There were reasonable grounds for this appeal.
We order that a special mandate issue out of this Court, directing the Court of Common
Pleas, County of Lorain, State of Ohio, to carry this judgment into execution. A certified copy of
this journal entry shall constitute the mandate, pursuant to App.R. 27.

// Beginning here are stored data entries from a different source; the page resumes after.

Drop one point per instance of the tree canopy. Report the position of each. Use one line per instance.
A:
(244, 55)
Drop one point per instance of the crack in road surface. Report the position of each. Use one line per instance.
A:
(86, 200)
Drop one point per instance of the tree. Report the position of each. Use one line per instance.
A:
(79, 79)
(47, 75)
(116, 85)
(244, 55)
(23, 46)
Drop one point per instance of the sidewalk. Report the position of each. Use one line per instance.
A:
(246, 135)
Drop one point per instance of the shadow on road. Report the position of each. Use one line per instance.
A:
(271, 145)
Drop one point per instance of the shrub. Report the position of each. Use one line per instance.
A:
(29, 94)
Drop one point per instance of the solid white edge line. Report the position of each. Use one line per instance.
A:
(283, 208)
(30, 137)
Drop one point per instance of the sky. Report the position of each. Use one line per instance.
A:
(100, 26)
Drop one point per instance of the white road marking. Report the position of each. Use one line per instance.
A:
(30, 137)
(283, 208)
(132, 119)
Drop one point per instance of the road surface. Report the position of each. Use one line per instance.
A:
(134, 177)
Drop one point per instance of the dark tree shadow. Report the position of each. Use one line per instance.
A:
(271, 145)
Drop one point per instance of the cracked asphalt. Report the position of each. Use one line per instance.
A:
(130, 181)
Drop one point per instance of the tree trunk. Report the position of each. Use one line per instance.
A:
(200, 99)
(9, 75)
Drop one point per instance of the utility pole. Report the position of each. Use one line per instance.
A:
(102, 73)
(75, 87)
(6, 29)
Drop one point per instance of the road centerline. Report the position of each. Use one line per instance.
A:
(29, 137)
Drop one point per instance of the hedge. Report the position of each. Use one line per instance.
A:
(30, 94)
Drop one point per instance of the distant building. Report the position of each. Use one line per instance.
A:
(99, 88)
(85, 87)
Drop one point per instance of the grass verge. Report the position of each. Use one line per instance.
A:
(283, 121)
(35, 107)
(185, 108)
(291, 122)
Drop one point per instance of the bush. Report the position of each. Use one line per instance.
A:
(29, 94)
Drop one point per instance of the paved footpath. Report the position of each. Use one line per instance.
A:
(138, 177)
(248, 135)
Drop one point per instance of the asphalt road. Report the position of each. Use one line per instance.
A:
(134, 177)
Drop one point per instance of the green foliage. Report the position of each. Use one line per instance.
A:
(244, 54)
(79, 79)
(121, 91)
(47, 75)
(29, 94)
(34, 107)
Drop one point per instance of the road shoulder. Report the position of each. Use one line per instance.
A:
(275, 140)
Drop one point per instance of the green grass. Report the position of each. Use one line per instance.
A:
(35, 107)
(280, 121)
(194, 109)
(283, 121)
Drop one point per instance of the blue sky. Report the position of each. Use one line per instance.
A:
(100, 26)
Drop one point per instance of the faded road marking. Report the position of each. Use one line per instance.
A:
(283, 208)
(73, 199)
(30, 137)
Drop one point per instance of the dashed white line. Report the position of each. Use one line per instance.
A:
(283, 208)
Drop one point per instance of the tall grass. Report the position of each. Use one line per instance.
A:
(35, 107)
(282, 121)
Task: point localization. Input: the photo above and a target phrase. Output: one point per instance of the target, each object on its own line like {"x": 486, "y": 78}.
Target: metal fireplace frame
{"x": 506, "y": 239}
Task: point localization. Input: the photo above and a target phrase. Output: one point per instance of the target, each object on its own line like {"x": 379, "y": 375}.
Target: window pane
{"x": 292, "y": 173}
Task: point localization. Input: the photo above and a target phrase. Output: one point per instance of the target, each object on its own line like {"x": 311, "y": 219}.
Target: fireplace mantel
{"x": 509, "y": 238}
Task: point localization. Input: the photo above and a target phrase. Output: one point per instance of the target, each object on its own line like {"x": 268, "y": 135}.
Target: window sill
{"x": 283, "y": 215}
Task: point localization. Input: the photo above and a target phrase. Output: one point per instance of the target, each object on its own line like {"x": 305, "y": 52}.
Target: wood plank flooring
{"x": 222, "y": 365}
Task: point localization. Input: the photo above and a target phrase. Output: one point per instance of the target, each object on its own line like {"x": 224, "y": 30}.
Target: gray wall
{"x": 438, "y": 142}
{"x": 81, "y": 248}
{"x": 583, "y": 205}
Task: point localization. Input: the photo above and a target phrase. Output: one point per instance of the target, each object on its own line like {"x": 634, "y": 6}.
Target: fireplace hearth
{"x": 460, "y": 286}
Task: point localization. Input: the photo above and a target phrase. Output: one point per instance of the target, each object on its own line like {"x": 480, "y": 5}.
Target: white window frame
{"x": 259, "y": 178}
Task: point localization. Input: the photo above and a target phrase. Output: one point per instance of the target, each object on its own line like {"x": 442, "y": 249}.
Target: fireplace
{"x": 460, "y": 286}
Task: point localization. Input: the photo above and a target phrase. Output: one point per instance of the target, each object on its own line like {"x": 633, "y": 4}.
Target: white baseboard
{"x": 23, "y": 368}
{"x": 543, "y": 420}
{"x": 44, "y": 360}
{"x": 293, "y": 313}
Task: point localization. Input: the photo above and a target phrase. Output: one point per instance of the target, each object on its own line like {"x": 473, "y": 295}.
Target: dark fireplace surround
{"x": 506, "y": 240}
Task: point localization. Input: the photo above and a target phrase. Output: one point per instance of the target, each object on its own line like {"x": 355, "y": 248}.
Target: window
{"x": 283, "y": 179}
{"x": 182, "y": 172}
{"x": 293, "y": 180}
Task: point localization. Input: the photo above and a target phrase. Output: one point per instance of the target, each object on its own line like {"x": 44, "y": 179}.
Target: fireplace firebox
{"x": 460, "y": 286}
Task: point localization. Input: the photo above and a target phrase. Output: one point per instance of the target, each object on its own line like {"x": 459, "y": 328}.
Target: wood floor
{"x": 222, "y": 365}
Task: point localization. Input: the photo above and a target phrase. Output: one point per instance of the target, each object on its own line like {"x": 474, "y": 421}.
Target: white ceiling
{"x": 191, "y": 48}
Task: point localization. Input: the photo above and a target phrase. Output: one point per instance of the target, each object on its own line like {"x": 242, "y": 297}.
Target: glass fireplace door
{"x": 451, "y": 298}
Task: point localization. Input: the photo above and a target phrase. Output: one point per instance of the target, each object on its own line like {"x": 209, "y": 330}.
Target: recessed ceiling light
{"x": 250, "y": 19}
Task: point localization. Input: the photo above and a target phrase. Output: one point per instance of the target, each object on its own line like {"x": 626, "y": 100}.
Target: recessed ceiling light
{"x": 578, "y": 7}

Immediately upon the filing hereof, this document shall constitute the journal entry of
judgment, and it shall be file stamped by the Clerk of the Court of Appeals at which time the period
for review shall begin to run. App.R. 22(C). The Clerk of the Court of Appeals is instructed to
mail a notice of entry of this judgment to the parties and to make a notation of the mailing in the
docket, pursuant to App.R. 30.
Costs taxed to Appellants/Cross-Appellees. 9
THOMAS A. TEODOSIO FOR THE COURT
HENSAL, P. J. SUTTON, J. CONCUR.
APPEARANCES:
THOMAS D. WHITE and ROBERT M. BARGA, Attorneys at Law, for Appellants/Cross- Appellees.
J.D. TOMLINSON, Prosecuting Attorney, and THOMAS M. MANGAN, Assistant Prosecuting Attorney, for Appellee.